Both issues are now fixed and a new package has been deployed.
File encoding set to `latin-1' and non-ASCII letters (outside of comments) runs fine in python 3.9.2 but crashes `pyobfuscate' with the following stack trace: > Traceback (most recent call last): > File "/home/wilsj/workbench/pyobfuscate/./pyobfuscate", line 1168, in <module> > main() > File "/home/wilsj/workbench/pyobfuscate/./pyobfuscate", line 1143, in main > cw = CSTWalker(source, pae.pubapi) > File "/home/wilsj/workbench/pyobfuscate/./pyobfuscate", line 143, in __init__ > cst = parser.suite(source.decode(encoding)) > File "<string>", line 2 > ä = 3 > ^ > SyntaxError: invalid character '¤' (U+00A4) Input file: > # -*- coding: latin-1; -*- > ä = 3 > print(ä)

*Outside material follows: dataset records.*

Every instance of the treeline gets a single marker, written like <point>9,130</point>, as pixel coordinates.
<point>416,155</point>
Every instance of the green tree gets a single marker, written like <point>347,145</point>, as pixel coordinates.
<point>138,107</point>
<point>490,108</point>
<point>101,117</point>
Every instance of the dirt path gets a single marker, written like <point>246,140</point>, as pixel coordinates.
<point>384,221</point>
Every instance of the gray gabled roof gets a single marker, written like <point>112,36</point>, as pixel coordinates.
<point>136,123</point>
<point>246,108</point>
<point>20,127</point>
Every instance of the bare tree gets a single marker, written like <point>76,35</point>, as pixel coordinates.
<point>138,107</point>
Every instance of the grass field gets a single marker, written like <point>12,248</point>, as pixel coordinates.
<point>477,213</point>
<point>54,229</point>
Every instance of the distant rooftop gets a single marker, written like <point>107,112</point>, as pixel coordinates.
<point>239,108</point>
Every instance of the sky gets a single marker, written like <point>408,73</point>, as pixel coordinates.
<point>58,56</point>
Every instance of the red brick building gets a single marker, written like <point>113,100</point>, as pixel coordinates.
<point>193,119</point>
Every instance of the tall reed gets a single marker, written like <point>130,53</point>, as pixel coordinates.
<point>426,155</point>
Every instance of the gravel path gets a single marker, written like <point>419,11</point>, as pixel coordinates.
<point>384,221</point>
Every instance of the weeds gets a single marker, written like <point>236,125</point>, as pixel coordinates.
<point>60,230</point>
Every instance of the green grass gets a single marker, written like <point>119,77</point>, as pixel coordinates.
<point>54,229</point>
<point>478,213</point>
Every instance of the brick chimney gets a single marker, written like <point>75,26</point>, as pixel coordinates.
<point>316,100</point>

(In reply to William Sjöblom from comment #18) > > File "<string>", line 2 > > ä = 3 > > ^ > > SyntaxError: invalid character '¤' (U+00A4) > AFAICT this is a bug in Python's parser module. It requires the input to be "str", not "bytes" like for compile(). However it needs to feed the lower layers a byte stream so it seems to always convert things to UTF-8. However if the file is tagged as something other than UTF-8, then the lower layers will get upset and complain. Everything works just fine if the file is actually UTF-8, so in most cases this is not an issue. No point in reporting this upstream as they have dropped the entire parser module for 3.10 (which is another issue, but we'll deal with that when we get there).

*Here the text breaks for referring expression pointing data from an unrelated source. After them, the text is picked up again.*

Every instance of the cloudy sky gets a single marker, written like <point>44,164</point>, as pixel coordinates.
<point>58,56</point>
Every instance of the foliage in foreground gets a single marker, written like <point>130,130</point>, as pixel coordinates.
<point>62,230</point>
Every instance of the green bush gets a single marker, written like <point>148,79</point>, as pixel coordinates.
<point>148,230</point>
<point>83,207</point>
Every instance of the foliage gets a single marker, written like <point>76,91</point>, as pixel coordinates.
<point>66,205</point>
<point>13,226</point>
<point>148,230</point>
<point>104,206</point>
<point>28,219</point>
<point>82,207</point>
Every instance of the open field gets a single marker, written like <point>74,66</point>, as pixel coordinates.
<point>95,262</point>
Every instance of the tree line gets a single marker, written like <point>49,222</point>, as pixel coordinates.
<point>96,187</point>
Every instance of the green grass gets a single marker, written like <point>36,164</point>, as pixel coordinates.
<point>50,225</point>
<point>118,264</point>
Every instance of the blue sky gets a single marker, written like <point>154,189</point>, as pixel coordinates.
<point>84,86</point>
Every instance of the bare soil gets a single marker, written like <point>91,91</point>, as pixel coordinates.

I could reproduce the issue and handling of characters in UTF-8 outside the ASCII range works as expected. Tested by running `python3.9 pyobfuscate' on `cpython/Lib/test/*.py' (https://github.com/python/cpython/, 3.9 branch). These ran successful results in regard to handling of encoding, apart from one character in `Lib/test/test_unicode_identifiers.py' with a trailing `VARIATION SELECTOR-17' that resulted in the following stack trace: Traceback (most recent call last): File "/home/wilsj/workbench/pyobfuscate/./pyobfuscate", line 1154, in <module> main() File "/home/wilsj/workbench/pyobfuscate/./pyobfuscate", line 1141, in main ce = ColumnExtractor(source, cw.names) File "/home/wilsj/workbench/pyobfuscate/./pyobfuscate", line 809, in __init__ self.parse(f) File "/home/wilsj/workbench/pyobfuscate/./pyobfuscate", line 840, in parse raise RuntimeError("Overlooked symbol '%s' on line %d column %d" % (t_string, srow, scol)) RuntimeError: Overlooked symbol 'x' on line 11 column 12 This is deemed out of scope as of now. Marking as closed.